Let's say $\vec{x}$ is an $n$ dimensional observation, $\vec{\mu}$ the $n$ dimensional mean of the sample that $\vec{x}$ is from and $\Sigma$ the $n \times n$ covariance matrix of that sample.
Then the mahalanobis distance is defined like this $$ mahal(\vec{x}) = \sqrt{(\vec{x} - \vec{\mu})^T \Sigma^{-1} (\vec{x} - \vec{\mu})} $$ Intuitively this function does this
- Center $\vec{x}$ around the mean $\vec{\mu}$
- "Remove" the covariance and variance integral to $\vec{x}$ with $\Sigma^{-1}$
- Compute dot product between the left $(\vec{x} - \vec{\mu})$ and the right transformed $(\vec{x} - \vec{\mu})$
- Compute the square root of the dot product from 3. which amounts to the euclidean distance
The problem I see is that it only "removes" the covariance from the right $(\vec{x} - \vec{\mu})$ but not the left. Which means that this isn't the euclidean distance in the space with base $\Sigma$ since the left hand side didn't change base to $\Sigma$ like the right hand side.

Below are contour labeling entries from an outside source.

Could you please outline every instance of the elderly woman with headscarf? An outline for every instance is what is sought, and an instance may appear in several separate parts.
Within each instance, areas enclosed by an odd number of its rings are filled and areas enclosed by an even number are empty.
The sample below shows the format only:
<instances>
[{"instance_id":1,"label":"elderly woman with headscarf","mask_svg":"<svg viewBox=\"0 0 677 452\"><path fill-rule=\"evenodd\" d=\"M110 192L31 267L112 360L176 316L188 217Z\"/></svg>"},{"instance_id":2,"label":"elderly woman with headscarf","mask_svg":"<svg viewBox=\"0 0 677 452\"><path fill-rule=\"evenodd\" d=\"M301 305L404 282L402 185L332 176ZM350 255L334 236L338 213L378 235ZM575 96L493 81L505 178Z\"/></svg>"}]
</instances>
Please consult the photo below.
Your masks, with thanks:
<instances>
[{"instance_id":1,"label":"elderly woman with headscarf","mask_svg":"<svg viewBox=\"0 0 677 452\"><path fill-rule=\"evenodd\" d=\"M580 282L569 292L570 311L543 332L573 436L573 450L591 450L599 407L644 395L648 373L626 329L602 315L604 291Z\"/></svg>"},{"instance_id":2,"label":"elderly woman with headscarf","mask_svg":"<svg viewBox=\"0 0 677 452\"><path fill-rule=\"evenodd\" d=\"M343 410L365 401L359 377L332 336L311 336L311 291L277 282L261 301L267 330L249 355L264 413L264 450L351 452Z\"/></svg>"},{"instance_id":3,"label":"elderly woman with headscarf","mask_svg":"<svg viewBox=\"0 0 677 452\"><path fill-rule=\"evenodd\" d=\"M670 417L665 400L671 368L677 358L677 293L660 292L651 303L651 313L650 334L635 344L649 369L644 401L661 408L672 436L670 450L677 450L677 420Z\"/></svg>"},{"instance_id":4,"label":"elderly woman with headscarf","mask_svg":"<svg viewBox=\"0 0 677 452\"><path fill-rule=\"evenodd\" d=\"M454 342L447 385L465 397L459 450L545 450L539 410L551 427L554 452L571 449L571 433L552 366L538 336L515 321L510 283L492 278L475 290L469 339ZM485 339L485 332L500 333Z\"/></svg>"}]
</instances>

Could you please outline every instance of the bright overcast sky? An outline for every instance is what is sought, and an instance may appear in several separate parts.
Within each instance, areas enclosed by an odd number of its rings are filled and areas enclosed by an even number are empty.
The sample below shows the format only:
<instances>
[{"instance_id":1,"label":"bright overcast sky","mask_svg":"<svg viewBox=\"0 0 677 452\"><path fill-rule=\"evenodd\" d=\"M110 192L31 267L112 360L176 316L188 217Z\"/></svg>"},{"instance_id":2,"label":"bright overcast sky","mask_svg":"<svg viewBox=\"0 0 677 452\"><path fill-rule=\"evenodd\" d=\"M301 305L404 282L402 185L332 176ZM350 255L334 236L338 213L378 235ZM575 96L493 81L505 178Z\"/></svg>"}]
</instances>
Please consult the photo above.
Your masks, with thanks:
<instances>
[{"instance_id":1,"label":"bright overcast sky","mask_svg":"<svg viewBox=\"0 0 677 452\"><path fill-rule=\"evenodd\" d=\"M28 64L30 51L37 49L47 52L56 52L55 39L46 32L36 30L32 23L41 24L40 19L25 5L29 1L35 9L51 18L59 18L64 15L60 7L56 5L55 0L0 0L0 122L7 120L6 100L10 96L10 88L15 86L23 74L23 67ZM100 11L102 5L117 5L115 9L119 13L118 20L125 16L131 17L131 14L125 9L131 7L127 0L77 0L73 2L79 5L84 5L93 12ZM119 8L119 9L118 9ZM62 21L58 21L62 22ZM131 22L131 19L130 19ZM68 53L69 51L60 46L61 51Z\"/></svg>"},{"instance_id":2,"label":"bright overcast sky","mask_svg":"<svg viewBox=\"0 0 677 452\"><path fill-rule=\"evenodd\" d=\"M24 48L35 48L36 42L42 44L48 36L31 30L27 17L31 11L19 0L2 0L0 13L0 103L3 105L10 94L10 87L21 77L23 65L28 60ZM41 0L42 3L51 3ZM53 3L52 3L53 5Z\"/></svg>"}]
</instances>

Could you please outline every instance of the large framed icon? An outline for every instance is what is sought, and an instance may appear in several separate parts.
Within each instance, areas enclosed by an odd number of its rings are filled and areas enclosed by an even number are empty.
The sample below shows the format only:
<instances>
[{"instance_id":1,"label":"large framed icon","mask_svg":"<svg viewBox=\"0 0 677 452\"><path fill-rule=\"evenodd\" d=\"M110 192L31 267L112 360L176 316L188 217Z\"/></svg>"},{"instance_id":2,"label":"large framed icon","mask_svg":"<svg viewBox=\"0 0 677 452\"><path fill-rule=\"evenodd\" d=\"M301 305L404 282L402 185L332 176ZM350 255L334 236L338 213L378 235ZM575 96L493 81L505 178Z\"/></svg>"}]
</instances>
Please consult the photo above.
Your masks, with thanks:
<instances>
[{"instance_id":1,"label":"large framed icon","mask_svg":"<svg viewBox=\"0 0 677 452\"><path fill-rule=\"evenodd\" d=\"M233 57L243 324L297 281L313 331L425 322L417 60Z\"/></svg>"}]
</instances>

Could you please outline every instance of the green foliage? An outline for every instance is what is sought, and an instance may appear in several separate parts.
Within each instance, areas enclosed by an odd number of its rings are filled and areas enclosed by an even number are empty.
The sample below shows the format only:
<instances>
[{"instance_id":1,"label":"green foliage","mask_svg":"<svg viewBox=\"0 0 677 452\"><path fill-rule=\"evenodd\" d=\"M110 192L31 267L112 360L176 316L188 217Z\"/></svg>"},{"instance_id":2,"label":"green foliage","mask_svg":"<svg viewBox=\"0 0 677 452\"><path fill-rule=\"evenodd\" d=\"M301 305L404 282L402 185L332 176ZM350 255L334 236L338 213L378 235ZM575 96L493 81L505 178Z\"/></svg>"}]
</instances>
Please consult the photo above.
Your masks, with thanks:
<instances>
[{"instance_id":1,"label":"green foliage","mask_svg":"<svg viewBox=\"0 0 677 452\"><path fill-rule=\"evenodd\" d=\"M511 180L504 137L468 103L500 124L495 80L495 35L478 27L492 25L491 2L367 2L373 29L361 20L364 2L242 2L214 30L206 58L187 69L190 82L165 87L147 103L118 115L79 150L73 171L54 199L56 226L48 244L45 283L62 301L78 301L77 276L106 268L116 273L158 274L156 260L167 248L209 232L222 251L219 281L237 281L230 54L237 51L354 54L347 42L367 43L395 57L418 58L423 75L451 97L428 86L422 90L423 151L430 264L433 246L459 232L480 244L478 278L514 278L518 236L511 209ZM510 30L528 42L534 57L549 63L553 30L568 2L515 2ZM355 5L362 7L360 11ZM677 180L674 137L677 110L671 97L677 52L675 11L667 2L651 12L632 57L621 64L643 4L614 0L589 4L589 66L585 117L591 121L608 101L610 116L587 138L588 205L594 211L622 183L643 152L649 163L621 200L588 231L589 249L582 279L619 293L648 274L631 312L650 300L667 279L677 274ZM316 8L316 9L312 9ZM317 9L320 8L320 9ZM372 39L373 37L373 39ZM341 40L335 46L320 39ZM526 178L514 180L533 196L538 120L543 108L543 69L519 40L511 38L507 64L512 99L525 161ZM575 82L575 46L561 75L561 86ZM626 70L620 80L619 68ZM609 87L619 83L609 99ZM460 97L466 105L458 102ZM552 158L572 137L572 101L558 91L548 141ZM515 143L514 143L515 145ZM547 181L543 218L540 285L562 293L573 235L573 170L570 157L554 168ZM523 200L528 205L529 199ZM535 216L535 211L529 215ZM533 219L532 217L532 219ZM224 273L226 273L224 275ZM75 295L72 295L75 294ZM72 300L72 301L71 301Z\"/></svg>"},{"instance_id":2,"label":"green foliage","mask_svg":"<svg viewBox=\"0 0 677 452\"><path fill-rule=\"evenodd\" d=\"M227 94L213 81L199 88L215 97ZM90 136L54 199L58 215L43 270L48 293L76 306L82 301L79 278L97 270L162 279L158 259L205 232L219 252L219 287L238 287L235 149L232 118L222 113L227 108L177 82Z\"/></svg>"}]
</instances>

As I see it the the mahalanobis distance would have to be defined like this for it to be like the euclidean distance $$ mahal'(\vec{x}) = \sqrt{(\Sigma^{-1} (\vec{x} - \vec{\mu}))^T (\Sigma^{-1} (\vec{x} - \vec{\mu}))} $$
I also tried to decompose $\Sigma = E \Lambda E^{-1}$ where $E$ are eigenvectors of $\Sigma$ and $\Lambda$ its eigenvalues. Then the mahalanobis distance could be written like $$ \begin{align} mahal(\vec{x}) &= \sqrt{(\vec{x} - \vec{\mu})^T \Sigma^{-1} (\vec{x} - \vec{\mu})} \\ &= \sqrt{(E^{-1} (\vec{x} - \vec{\mu}))^T \Lambda^{-1} (E^{-1} (\vec{x} - \vec{\mu}))} \end{align} $$ This fits my intuition of euclidean distance much more, except the right hand side is scaled by $\Lambda^{-1}$ which makes it not the same as euclidean distance.